Доктор Эндерс был главным педиатром больницы и потому привык говорить родителям, что их дети могут умереть. Сам он прогерию никогда не лечил, но наблюдал за лечением и за общением врачей с родителями. Официальный диагноз должен был поставить Вальтер Шмидт, немецкий педиатр, который уже диагностировал несколько подобных случаев. Он получил образование в Гейдельберге и всего два года назад перебрался в Гарвард, откуда перешел в Бостонскую детскую больницу, чтобы продолжить свои исследования генетически предопределенных болезней вроде прогерии.

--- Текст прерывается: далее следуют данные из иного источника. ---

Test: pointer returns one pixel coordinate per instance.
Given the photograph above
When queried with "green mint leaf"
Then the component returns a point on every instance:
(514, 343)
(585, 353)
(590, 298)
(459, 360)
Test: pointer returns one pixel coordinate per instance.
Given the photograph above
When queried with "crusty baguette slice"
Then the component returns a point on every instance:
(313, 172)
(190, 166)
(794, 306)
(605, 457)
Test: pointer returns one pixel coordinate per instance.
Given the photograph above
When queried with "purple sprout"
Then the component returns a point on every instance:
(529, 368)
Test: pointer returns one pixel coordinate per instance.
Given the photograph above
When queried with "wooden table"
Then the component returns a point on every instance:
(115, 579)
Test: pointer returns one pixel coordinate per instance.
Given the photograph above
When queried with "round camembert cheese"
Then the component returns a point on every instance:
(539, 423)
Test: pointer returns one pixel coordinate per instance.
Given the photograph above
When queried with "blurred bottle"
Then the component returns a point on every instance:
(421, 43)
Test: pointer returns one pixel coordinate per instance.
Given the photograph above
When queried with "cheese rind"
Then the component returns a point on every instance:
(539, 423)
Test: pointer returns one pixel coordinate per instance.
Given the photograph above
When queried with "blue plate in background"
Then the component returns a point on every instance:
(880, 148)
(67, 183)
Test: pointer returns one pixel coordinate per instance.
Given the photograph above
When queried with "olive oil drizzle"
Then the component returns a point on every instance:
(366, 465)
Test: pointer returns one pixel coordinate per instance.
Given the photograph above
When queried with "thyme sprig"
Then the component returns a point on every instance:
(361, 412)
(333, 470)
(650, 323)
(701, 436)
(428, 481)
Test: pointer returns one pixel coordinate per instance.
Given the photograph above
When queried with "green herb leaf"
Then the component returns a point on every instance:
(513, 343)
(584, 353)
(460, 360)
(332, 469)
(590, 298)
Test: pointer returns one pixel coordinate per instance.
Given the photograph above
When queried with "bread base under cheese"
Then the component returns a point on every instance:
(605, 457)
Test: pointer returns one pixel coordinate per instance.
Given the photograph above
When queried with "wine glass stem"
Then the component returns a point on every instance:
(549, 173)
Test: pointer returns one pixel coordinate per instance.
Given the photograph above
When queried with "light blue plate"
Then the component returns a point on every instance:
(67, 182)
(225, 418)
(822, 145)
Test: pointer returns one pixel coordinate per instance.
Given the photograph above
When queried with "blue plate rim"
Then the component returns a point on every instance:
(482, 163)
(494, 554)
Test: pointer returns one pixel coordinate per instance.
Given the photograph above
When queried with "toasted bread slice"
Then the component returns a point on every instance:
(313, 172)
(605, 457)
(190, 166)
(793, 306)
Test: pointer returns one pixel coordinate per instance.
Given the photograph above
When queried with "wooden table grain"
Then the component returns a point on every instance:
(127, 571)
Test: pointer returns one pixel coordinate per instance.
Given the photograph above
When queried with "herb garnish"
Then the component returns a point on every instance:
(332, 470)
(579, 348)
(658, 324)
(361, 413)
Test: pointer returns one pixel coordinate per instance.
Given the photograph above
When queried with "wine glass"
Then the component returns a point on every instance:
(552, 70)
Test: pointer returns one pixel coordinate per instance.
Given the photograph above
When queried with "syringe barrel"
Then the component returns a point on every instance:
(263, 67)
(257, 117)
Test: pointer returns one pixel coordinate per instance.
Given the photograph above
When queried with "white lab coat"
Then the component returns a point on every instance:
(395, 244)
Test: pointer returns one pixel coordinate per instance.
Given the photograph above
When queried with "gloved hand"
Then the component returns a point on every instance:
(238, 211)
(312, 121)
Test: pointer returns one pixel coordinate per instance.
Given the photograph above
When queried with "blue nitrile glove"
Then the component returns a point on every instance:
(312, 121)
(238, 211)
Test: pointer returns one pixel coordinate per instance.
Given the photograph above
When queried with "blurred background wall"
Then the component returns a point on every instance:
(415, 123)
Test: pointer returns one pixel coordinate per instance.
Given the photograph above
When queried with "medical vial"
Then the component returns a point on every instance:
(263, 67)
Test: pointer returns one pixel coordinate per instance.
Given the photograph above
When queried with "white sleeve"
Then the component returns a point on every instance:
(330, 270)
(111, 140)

Шмидт продержал Ричарда в больнице три дня, чтобы провести анализы. Сэм с Эвелин остановились в больничном мотеле на противоположной стороне Лонгвуд-авеню, но спать не могли. Днем они места себе не находили, и их беспокойство только усугублялось тем, что они каждый час пили кофе в больничной столовой и притворялись, будто читают газеты. На третий день ассистент призвал их к Шмидту. Несмотря на измотанное состояние, они запомнили слова доктора.
Годы спустя Эвелин написала в дневнике, что до сих пор видит перед собой доктора Шмидта. Перед ее внутренним взором вставал этот заслуженный европейский врач в безукоризненном белом халате ниже колен, с черной кожаной записной книжкой в руках и в бифокальных очках, которые сползали у него с носа. А в ушах звучал его мягкий приятный голос, говоривший медленно, с сильным немецким акцентом.
Амстеры не были удивлены. Они попросили Шмидта разъяснить им все с медицинской точки зрения. В дневнике Эвелин отмечает, что записала его слова по памяти, официального письма с диагнозом в сундуке не было:
Мы думаем, что у Ричарда прогерия или ее разновидность. Мы не можем знать наверняка, но уверены на девяносто процентов. Прогерия не лечится. Сегодня мы пригласим Ричарда в кабинет и расскажем ему все вместе в этой комнате. Вы как родители должны забрать его домой и обеспечить ему лучшую жизнь на то время, что ему осталось. Он будет быстро стареть. Появится больше седых волос, потом они начнут выпадать. Кожа станет еще грубее. Возможно, у него снова изменится запах. Его личность, скорее всего, также претерпит изменения. В какой-то момент он не сможет больше играть на виолончели. Если повезет, он доживет до двадцати или даже тридцати — невозможно предсказать, как долго он протянет и каково будет качество его жизни. Но, в конце концов, его тело разрушится, и это нельзя вылечить. У медицины нет средств, чтобы остановить прогерию. Если желаете, проведите бар мицву, как собирались. Для Ричарда это будет многое значить. Скорее всего, он несильно изменится в ближайшие два месяца. Постарайтесь радоваться тем дням, что остались.
Вердикт доктора Шмидта не оставлял их в покое всю обратную дорогу до Форест-Хиллс. Ричард, когда ему сказали полуправду, воспринял новости спокойно, неуверенный в том, хорошие они или плохие. Он будто находился в тумане, говорил мало и внезапно стал казаться испуганным, как олень, которого не убили наповал, а только оглушили дротиком. Он сказал что после трех дней в «этой больнице» хочет вернуться домой. Все дергал мать за рукав блузки и повторял ноющим голосом: «Давайте поедем домой!»
Поначалу Амстеры восприняли слова доктора покорно, но через несколько часов в них стало нарастать сопротивление. Что такое «разновидность прогерии»? Мать с отцом преисполнились решимости это выяснить: «разновидность» могла стать ключом к тому, будет ли их сын жить или умрет. Доктор Шмидт был так скуп на слова и говорил так осторожно — уж наверное, он упомянул о «разновидности» не просто так. Может быть, есть разные типы прогерии? И некоторые из них тяжелее других? А вдруг у Ричарда легкая «разновидность» — тогда у него осталось больше времени, чем внушили Амстерам, а некоторые симптомы, может быть, вообще не проявятся.
Прискорбная одержимость «разновидностью» еще глубже ввергла их в пучину отчаяния: откуда получить поддержку? Доктор Шмидт не предлагал им вернуться в Бостонскую больницу, вместо этого за состоянием Ричарда должен был следить уже знакомый им доктор Ньюкамер. «Ньюкамер, — горячо заявил Шмидт, — превосходный доктор, который прекрасно справится со случаем Ричарда». И даже если бы их попросили вернуться в Бостон, ничего бы не изменилось, потому что лечения не существует. Их сына оставят умирать. Шмидт сказал, что их лечащий врач будет разбираться с каждым симптомом по отдельности: кожей, глазами, волосами, даже запахом, если потребуется.